Dall’inizio della sua carriera espositiva negli anni ‘80, Flood ha esplorato le sagome mostruose del corpo umano come veicolo di significato. In Battlefields, Flood ritorna al motivo delle mani raggruppate esplorato nei dipinti precedenti, che ripete in forme di silhouette variabili su diverse tele. Sono evidenti due configurazioni distinte: Authority with Fuzzy Flag (2018) ritrae un fitto muro di braccia alzate in un suggestivo saluto fascista, mentre l’altra è arrotondata e disordinata, come membra intrappolate in un tumbleweed di detriti. Raffigurando braccia alzate in gesti ambivalenti per evocare qualcosa tra sfida, resistenza e agitazione vulnerabile, Cannon Fodder (2022), come altre opere, è rappresentativa di queste composizioni più indisciplinate. Per Flood, i gesti delle mani sono sia onnipresenti che aperti all’associazione, trasportatori di significati astratti piuttosto che di messaggi espliciti.
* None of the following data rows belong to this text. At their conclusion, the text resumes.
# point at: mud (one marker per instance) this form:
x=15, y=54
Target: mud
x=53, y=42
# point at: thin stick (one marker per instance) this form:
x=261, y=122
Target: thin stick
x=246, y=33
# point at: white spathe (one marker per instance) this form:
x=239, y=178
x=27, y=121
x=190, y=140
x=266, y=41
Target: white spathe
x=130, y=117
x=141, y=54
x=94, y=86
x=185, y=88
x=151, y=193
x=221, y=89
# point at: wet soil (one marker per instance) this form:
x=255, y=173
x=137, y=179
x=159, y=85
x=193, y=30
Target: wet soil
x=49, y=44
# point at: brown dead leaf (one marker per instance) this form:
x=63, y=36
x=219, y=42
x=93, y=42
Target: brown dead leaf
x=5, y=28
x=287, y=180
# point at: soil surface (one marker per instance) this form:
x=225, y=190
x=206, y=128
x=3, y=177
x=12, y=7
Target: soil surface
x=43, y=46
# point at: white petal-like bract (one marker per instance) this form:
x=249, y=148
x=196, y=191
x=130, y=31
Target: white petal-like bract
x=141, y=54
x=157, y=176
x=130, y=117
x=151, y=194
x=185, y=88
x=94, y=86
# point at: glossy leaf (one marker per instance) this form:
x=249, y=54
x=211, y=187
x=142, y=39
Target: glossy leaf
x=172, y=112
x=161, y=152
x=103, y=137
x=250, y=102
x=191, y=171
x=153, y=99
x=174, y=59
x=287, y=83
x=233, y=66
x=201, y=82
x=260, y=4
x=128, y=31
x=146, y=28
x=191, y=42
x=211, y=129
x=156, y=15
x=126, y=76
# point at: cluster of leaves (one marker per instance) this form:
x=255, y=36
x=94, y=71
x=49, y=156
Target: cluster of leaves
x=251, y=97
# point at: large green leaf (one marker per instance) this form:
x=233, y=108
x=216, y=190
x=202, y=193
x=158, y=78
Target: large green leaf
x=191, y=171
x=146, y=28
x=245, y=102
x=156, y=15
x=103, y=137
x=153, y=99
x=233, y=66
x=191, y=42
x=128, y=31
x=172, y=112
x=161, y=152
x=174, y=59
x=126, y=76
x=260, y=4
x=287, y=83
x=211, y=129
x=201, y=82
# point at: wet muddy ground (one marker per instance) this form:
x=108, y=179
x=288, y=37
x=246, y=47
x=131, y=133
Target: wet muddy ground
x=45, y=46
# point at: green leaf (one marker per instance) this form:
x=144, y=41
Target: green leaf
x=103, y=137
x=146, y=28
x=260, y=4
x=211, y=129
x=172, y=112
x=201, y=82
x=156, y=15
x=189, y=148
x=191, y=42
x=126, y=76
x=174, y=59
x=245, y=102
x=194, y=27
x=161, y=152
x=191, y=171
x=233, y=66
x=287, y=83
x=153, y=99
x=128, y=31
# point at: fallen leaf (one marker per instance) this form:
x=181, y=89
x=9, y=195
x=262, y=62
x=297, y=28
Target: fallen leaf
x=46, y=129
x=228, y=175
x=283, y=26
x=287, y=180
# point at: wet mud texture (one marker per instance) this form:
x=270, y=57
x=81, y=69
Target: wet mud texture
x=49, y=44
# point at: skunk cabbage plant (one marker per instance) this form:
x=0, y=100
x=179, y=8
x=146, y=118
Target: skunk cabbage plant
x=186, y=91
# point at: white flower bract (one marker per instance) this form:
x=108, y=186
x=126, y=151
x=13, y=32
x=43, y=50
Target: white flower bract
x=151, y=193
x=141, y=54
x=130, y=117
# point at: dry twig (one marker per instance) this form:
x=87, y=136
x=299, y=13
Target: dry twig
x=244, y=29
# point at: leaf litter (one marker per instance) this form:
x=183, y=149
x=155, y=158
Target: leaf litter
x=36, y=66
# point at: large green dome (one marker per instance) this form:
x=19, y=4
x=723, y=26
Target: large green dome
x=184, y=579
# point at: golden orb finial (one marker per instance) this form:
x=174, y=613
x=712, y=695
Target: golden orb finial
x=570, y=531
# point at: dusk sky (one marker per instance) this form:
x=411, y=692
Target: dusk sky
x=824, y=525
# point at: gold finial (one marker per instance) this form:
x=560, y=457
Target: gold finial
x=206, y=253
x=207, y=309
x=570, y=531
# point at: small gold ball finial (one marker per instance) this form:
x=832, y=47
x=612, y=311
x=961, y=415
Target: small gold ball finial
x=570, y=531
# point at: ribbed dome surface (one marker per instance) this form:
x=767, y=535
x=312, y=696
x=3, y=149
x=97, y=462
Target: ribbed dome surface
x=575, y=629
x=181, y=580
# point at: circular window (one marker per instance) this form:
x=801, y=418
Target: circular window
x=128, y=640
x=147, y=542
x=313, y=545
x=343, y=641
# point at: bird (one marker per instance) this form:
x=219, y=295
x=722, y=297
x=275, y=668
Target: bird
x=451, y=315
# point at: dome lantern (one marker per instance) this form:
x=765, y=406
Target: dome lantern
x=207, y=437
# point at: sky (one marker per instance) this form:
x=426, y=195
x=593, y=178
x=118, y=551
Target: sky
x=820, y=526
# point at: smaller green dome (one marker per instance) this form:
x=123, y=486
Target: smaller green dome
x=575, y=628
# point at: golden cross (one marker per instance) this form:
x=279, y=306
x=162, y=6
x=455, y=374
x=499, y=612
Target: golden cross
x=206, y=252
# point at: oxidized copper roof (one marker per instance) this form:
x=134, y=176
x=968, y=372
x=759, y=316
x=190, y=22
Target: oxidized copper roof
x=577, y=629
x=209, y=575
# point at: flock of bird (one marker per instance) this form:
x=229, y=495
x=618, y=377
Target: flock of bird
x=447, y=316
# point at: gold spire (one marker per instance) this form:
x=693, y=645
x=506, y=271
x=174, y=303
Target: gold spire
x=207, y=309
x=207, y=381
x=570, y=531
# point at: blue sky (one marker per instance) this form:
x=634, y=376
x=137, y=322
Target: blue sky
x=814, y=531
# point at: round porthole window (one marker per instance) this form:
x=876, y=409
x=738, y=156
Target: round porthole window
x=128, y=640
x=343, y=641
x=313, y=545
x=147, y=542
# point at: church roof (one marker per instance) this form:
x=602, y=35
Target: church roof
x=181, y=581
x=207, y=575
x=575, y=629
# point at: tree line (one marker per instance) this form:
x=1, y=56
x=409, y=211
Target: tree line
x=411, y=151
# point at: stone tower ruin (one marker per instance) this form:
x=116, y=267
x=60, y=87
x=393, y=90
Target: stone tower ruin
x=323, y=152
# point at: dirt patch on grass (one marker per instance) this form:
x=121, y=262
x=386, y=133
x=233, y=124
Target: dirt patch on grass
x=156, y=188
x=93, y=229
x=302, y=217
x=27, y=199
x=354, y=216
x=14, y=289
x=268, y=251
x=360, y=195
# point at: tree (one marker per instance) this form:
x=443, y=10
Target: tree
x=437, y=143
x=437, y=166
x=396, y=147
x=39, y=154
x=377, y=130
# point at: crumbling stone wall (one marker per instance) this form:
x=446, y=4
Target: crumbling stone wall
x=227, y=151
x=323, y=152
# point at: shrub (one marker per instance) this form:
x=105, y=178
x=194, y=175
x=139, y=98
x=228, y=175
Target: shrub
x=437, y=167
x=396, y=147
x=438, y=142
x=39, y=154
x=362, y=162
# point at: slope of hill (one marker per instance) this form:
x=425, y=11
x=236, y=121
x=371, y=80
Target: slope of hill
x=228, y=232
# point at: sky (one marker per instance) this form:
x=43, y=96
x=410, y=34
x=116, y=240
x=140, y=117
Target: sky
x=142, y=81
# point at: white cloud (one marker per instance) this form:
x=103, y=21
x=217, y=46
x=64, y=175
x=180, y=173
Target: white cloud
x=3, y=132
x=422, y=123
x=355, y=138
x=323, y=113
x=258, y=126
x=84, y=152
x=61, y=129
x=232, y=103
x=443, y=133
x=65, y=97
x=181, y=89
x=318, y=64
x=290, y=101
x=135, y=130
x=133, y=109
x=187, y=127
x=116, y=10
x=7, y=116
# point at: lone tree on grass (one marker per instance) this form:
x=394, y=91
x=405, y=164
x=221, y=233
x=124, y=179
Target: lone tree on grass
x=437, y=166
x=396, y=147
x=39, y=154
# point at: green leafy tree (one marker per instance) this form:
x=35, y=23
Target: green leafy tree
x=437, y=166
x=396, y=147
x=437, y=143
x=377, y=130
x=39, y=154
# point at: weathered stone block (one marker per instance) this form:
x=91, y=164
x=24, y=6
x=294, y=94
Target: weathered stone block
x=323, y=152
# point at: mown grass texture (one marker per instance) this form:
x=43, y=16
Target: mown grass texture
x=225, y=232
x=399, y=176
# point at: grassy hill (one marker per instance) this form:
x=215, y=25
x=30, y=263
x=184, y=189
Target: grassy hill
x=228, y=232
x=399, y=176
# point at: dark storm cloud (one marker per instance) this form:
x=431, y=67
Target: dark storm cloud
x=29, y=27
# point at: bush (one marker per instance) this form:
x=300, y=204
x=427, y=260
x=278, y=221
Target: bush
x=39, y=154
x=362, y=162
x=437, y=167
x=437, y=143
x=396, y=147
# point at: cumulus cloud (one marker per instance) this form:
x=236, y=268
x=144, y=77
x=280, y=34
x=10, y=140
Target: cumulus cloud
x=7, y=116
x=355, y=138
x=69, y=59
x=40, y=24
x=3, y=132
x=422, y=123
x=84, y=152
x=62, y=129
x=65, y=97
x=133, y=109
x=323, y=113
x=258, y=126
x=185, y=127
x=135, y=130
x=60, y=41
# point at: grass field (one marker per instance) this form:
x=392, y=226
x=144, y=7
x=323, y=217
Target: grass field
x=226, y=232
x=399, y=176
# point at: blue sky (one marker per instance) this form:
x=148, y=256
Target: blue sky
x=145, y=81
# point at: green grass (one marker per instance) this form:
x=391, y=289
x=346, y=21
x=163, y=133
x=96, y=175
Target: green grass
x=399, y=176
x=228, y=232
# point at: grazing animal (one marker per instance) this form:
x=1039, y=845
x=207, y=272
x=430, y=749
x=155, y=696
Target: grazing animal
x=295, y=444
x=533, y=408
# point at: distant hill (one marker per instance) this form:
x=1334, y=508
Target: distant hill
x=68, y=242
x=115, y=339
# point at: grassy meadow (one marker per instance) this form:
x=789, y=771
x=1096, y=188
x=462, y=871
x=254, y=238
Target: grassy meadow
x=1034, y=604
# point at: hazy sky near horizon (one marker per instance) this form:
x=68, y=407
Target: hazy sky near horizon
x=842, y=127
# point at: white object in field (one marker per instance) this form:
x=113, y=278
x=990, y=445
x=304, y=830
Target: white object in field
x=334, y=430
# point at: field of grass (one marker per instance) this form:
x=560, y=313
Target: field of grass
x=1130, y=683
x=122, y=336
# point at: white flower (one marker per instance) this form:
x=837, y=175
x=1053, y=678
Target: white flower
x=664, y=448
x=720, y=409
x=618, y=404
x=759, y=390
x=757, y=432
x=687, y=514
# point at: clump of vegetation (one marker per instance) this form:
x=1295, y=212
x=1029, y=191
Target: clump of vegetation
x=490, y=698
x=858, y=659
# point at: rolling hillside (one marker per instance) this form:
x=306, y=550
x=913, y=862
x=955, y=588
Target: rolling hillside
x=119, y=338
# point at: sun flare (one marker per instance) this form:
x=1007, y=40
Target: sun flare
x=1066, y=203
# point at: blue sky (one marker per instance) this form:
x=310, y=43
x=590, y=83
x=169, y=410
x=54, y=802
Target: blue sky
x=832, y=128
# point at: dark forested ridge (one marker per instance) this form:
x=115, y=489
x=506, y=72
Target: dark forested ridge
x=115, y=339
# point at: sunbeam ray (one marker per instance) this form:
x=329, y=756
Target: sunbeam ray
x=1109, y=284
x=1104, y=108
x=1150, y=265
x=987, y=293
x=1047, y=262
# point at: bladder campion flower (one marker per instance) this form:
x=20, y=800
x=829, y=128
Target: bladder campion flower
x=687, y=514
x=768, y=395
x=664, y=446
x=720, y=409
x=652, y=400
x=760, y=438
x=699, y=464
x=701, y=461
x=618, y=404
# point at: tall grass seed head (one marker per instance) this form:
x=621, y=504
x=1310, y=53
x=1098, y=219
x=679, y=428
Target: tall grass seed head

In Listen (2017), Flood interviene su una foto esistente di una giornalista della CNN, che è inquadrata come se fosse seduta per un ritratto. L’immagine ricorda i ritratti a busto di figure autoritarie, un’allegoria comune nella storia dell’arte occidentale. Nell’interpretazione di Flood, il volto della figura è oscurato da ruvide pennellate in sfumature di grigio, come se indossasse una visiera, e i suoi piccoli occhi scrutano attraverso piccoli fori. La parola “Listen” aleggia accanto alla testa di lei, un sottotesto subliminale che allude al costrutto propagandistico dei telegiornali contemporanei.
Sebbene Flood adotti molti simboli visivi nelle sue opere, li presenta in modo ambiguo per confrontare l’uso delle immagini come strumenti di manipolazione e controllo.